The ESPN columnist who scored an early copy of the Pete Rose book and posted the first review -- Alysse Minkoff -- works out of her home in Brentwood, says Keith J. Kelly in tomorrow's New York Post. He credits Minkoff with scooping Sports Illustrated's exclusive excerpts of My Prison Without Bars, written with Rick Hill, and beating everybody else with a review by 48 hours.
On the ESPN site, Minkoff explains that five bookstores turned her down -- they were strictly forbidden to make any sales until Thursday -- but she found a friendly store manager who let her have two copies. She broke a date and parked herself with a martini at Maple Drive in Beverly Hills to start reading. The bookstore's identity will go with her to the grave, she tells Kelly.
She liked the book, incidentally:
This is a damn good book and an enthralling read. Pete Rose is a compelling, tragic figure in this drama of his own making, and as a reader I never once felt the least bit sorry for him -- which is exactly the way he wants it.

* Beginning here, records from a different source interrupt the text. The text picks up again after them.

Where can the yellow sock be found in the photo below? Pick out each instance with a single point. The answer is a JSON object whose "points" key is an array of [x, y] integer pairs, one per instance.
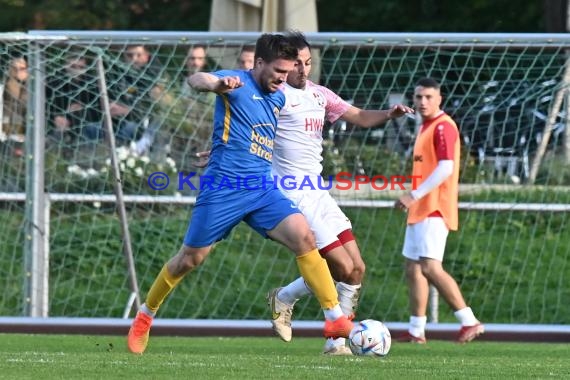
{"points": [[161, 287], [316, 273]]}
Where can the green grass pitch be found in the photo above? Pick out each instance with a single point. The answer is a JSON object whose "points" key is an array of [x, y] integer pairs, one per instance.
{"points": [[106, 357]]}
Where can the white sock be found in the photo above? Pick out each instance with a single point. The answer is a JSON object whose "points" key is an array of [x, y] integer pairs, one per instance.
{"points": [[418, 326], [348, 297], [292, 292], [466, 317], [334, 313]]}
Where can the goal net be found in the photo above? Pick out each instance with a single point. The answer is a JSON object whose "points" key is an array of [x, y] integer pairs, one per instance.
{"points": [[510, 255]]}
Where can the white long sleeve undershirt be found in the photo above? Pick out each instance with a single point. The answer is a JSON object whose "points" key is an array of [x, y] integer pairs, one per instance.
{"points": [[443, 170]]}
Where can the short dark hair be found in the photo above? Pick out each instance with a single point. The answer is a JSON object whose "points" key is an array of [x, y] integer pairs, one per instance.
{"points": [[271, 47], [428, 83], [247, 48], [297, 39]]}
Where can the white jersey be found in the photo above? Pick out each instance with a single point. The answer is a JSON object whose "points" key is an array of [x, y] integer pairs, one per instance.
{"points": [[298, 142]]}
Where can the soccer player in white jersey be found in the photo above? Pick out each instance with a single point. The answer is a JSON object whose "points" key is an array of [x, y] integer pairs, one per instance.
{"points": [[298, 153]]}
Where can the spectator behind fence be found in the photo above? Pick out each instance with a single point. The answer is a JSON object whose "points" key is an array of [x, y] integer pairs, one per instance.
{"points": [[246, 57], [14, 104], [137, 89], [198, 107], [74, 102]]}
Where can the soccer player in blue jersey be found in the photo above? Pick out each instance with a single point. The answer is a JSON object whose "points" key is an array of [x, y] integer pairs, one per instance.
{"points": [[245, 119]]}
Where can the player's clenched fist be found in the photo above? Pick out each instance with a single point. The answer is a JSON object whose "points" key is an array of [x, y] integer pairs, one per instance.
{"points": [[226, 84]]}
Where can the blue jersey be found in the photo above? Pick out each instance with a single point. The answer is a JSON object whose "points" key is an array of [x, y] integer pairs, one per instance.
{"points": [[245, 121]]}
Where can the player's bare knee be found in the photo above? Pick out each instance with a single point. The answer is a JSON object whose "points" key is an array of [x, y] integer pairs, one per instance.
{"points": [[430, 269], [357, 273], [342, 270], [189, 258]]}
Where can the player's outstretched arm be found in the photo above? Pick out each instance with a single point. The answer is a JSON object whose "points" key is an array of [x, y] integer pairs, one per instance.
{"points": [[208, 82], [372, 118]]}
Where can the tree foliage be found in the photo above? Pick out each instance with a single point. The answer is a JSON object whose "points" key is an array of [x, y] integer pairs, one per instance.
{"points": [[334, 15]]}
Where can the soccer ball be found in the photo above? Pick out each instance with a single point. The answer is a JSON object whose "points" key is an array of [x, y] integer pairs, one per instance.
{"points": [[370, 338]]}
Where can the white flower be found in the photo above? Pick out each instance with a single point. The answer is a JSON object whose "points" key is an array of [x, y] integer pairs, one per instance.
{"points": [[122, 153], [83, 174], [170, 162], [92, 172]]}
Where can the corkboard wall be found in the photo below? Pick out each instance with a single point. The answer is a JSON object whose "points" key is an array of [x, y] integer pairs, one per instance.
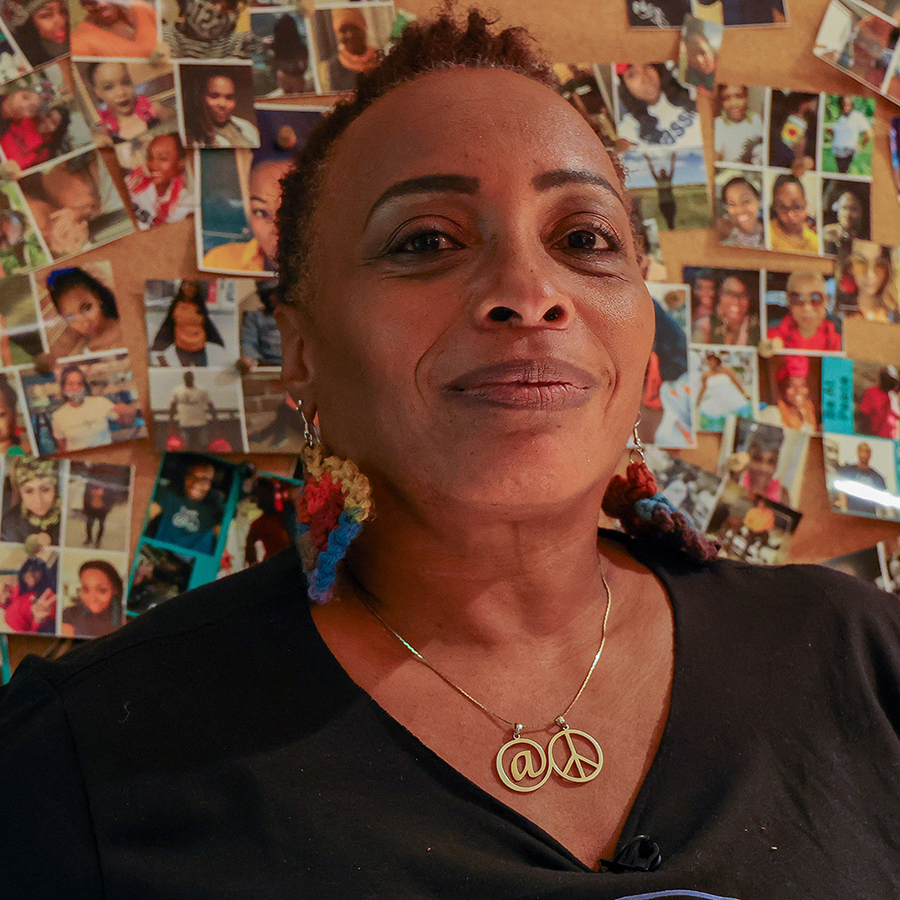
{"points": [[577, 31]]}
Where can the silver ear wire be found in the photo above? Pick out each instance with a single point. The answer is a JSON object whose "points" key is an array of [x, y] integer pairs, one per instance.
{"points": [[310, 435]]}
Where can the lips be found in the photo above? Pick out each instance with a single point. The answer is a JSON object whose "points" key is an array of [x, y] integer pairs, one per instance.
{"points": [[538, 384]]}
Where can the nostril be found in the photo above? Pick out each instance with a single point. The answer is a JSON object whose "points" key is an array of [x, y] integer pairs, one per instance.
{"points": [[553, 313], [501, 314]]}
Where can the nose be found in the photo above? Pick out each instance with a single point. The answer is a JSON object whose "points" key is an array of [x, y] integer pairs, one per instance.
{"points": [[522, 293]]}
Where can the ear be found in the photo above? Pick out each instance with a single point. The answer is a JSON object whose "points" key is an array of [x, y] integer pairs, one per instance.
{"points": [[296, 369]]}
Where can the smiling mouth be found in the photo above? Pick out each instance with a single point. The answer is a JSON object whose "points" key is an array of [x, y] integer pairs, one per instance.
{"points": [[535, 384]]}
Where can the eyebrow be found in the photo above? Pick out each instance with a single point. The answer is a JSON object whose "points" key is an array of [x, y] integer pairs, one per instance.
{"points": [[561, 177], [427, 184]]}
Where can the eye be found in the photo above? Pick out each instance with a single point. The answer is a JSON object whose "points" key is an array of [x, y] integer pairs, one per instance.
{"points": [[425, 242]]}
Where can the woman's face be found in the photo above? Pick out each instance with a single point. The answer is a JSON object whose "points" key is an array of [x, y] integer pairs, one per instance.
{"points": [[22, 104], [114, 88], [478, 328], [735, 102], [102, 12], [789, 203], [807, 303], [38, 495], [52, 22], [96, 590], [219, 99], [742, 205], [642, 82], [849, 212], [82, 310], [870, 269]]}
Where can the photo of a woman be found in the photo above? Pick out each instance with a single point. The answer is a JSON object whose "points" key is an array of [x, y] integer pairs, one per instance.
{"points": [[211, 96], [31, 503]]}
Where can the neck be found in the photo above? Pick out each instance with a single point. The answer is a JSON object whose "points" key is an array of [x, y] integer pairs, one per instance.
{"points": [[479, 578]]}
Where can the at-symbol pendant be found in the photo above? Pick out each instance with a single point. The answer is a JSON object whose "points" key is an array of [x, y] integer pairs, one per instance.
{"points": [[524, 765]]}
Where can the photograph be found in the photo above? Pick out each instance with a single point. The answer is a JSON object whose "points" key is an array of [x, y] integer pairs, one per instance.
{"points": [[29, 589], [125, 29], [861, 475], [793, 213], [799, 313], [751, 527], [14, 434], [666, 414], [846, 213], [282, 63], [724, 383], [128, 99], [197, 410], [790, 391], [157, 575], [79, 310], [217, 104], [32, 501], [764, 459], [857, 41], [98, 506], [725, 305], [698, 53], [160, 182], [20, 335], [349, 40], [273, 420], [199, 29], [190, 323], [687, 487], [40, 28], [740, 135], [76, 205], [739, 218], [264, 522], [847, 144], [21, 249], [188, 503], [41, 117], [260, 337], [86, 403], [868, 281], [92, 593]]}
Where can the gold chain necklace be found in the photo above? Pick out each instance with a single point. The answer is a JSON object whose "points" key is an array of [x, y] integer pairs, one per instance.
{"points": [[523, 764]]}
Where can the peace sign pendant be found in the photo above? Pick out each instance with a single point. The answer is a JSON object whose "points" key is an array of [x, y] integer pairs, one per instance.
{"points": [[524, 765]]}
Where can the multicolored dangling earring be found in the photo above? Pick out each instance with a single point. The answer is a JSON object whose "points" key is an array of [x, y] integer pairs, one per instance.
{"points": [[636, 502], [336, 501]]}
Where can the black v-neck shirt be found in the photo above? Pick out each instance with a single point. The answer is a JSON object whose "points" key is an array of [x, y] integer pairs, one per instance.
{"points": [[214, 748]]}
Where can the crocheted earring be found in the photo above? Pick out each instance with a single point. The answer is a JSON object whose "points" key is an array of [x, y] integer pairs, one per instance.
{"points": [[336, 501], [636, 502]]}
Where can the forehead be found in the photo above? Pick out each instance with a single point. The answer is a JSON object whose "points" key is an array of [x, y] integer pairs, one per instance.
{"points": [[466, 122]]}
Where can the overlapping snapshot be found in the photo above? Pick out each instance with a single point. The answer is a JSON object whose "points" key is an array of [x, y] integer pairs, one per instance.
{"points": [[793, 169], [63, 546], [208, 518]]}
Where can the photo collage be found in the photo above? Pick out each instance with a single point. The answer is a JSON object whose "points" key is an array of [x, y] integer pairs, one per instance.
{"points": [[64, 546], [208, 518], [215, 368]]}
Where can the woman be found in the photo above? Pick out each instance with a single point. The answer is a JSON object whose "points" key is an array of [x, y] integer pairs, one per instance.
{"points": [[120, 28], [188, 336], [83, 420], [212, 122], [34, 507], [41, 29], [88, 309], [867, 285], [475, 336]]}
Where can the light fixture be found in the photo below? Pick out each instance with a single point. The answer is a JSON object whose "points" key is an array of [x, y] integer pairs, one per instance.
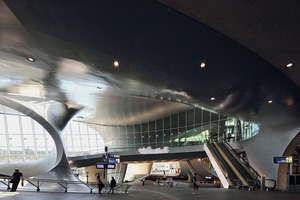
{"points": [[30, 59], [289, 65], [116, 63], [202, 64]]}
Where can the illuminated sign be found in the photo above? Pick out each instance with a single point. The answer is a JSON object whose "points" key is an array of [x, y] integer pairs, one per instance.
{"points": [[100, 166], [111, 166], [283, 159], [105, 166]]}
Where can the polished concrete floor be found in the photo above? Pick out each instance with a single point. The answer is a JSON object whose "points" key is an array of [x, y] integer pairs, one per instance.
{"points": [[152, 192]]}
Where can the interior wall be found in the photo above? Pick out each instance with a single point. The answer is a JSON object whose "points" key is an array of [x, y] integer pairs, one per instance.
{"points": [[271, 141], [137, 169]]}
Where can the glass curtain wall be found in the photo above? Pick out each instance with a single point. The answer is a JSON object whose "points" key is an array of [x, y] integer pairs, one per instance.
{"points": [[21, 138], [192, 127]]}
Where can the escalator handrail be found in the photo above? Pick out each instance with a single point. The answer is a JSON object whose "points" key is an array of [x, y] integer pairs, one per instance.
{"points": [[237, 164], [248, 165]]}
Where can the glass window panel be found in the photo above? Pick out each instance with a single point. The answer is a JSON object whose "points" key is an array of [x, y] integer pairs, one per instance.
{"points": [[38, 128], [182, 119], [190, 117], [3, 140], [174, 121], [26, 124], [13, 124], [2, 124], [28, 141], [15, 142]]}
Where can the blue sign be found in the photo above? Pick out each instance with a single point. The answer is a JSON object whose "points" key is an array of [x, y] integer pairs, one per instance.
{"points": [[283, 159]]}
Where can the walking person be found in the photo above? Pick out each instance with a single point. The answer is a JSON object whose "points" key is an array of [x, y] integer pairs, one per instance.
{"points": [[195, 185], [100, 184], [15, 179], [112, 185]]}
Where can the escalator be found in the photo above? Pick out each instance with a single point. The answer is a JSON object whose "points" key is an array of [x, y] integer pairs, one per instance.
{"points": [[230, 167], [224, 172]]}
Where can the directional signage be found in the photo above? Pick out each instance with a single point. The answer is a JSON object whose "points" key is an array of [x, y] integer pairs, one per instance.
{"points": [[283, 159]]}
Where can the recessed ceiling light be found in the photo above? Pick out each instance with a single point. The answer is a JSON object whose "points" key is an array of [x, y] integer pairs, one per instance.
{"points": [[202, 64], [30, 59], [116, 63], [289, 65]]}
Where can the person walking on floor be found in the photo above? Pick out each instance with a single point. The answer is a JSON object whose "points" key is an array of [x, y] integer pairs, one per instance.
{"points": [[195, 185], [112, 185], [100, 184], [15, 180]]}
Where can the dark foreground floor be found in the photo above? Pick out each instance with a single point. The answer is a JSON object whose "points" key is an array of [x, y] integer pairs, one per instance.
{"points": [[152, 192]]}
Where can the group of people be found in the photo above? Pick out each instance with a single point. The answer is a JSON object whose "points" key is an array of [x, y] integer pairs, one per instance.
{"points": [[15, 180], [101, 185], [18, 176]]}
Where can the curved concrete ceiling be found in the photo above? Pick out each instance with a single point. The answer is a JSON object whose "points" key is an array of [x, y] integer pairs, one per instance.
{"points": [[73, 45]]}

Rose, an unapologetic man's man, refuses to turn his autobiography into a whiny "poor me" confessional. He is, at turns both defiant and deeply embarrassed by his own behavior, and it's often quite difficult to discern where the defiance ends and the embarrassment begins.
Her credit line on the ESPN site reads: "Alysse Minkoff has written for Ladies Home Journal, Cigar Aficionado Magazine, and MSNBC. She can be reached at AGirlReporter@aol.com."
Meanwhile...Kelly's column also reports that Zorianna Kit is leaving the Hollywood Reporter for People to write "The Insider." Tom Cuneff, who has been doing the column, will return to "the general news beat as a Los Angeles-based correspondent."